Unfortunately, every one of these examples was a real company touting their world-changing business.  I'll let you guess what they are worth now, but if you are thinking more than zero, you're expectations are way too high. 

Little-known, tiny companies are forced to have a tremendous story to attract any interest or investment dollars.  One business out of hundreds has an idea which pans out, but the rest of the time these intriguing stocks leave a trail of vanishing dollars and depressed investors.

Myth: Penny Stocks are a Scam / Low-Quality Companies

It is true that scam artists and dishonest promoters gravitate to the lowest-priced investments.  At the same time, the worst quality companies with the fewest prospects often drop into penny stock territory.  However, there are many wonderful, high-quality companies whose shares trade for pennies simply because they are overlooked, misunderstood, undiscovered, or operating in an industry which has fallen out of favor.

The first step is to avoid the pitfalls, and that is simple.  The second step is to find these up-and-coming companies, which are legitimate, led by excellent management teams, and are enjoying soaring revenue growth.  When you invest in one of these, you will no longer consider all penny stocks to be low-quality.

The Final Warning

The Securities and Exchange Commission (S.E.C.) does a wonderful job of protecting investors, considering the limited funds they have to work with, and the sheer numbers of willing scam artists. At the end of the day, most of the individuals using low-priced shares to rip people off are caught and prosecuted.  

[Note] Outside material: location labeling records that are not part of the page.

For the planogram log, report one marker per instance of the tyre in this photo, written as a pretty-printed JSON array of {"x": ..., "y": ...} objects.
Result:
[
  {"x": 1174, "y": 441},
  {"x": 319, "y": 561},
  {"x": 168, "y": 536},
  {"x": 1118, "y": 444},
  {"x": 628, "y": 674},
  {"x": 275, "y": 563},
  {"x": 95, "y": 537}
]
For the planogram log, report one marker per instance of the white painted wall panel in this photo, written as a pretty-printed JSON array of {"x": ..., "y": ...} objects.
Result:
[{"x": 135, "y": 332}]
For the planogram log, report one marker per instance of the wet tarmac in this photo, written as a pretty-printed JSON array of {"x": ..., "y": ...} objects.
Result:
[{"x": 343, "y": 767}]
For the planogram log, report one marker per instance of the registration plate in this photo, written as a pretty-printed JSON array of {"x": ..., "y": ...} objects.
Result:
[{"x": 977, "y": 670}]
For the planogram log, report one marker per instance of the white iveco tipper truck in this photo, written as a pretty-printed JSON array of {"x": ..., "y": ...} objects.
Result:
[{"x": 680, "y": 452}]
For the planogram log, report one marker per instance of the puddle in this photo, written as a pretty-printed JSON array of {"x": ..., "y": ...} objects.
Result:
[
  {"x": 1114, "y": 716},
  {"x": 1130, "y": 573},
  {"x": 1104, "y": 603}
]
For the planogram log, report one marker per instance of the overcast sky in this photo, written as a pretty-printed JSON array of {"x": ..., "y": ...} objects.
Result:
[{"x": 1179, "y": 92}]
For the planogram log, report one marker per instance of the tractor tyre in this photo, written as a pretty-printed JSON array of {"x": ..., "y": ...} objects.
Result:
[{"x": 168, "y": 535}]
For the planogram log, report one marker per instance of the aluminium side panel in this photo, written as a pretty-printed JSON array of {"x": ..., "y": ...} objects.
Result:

Unfortunately for investors, any justice is years later. For smaller investors recovered funds are very low, if not zero. 

Ideally, dis-spelling these common myths will provide a new perspective. Perhaps they help you understand penny stocks better, maybe you avoid some of the potential pitfalls. Possibly you even find some high-quality, low-priced investments which will not be trading for less than $5 much longer.